Several times throughout the year I remind you to take a picture of your garden. Now, when things are slow and there is time to think about our gardens and plan our next growing season, look at the pictures and see what you like and don’t like about your yard. With most of the plants taking their winter nap, it’s a good time to decide if changes need to take place.
According to Sunset Landscaping Illustrated, landscaping professionals claim these four guidelines are your best guarantee of a quality and durable design.
Unity. Think of your landscape as one large piece rather than a bunch of scattered features. All the parts of the garden should work together. It’s suggested that you use just a few harmonious colors and a limited number of plant varieties.

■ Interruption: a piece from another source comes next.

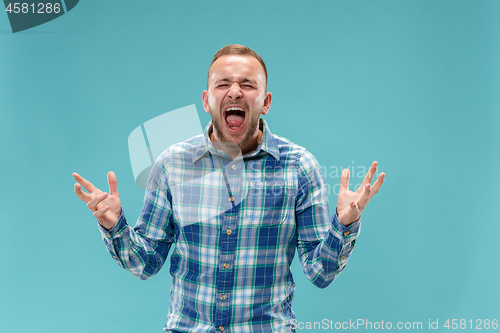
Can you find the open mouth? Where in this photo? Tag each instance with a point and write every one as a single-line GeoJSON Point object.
{"type": "Point", "coordinates": [235, 118]}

Balance. Using color, form or mass are different ways you can create balance. In more formal landscapes, you might see mirror images on either side of a front walk, clipped hedges, and geometric shapes. An informal design still has balance but it’s not symmetrical. An example would be a large tree on one side with a grouping of several smaller trees on the other, more plant varieties and more color. The look you’re after in an informal design is still balanced so it’s important to make sure an informal design doesn’t look lopsided
Proportion. Is your small house being eaten by a huge blue spruce? Do you notice that the pair of dwarf weeping cherries look ridiculous in the front yard of the mcmansion? That’s what proportion is all about. The plants and structure should be in scale with one another. We all realize that young plantings are going to be smaller. Because of the long- term issue with plants, the key to good planting is to find out what the mature size of your trees and shrubs will be. If you can’t imagine the mature size of the little 2-inch caliper tree you’re buying, go look at several mature trees. Knowledge of mature plant size is essential to any good planning and planting.
Variety. To keep a landscape from becoming monotonous, choose plants in different shapes, shades and textures. Curved pathways, water features and garden art are a few ways to bring some variety into the garden. To quote Sunset, “ the balance between the principles of unity and variety is difficult to achieve, but well worth the effort
Design principles are good to keep in mind. Even better, in my opinion, is the love of your very own garden. If you don’t love yours, think about the guidelines. Maybe a small tweak here and there will be just the solution you’re looking for.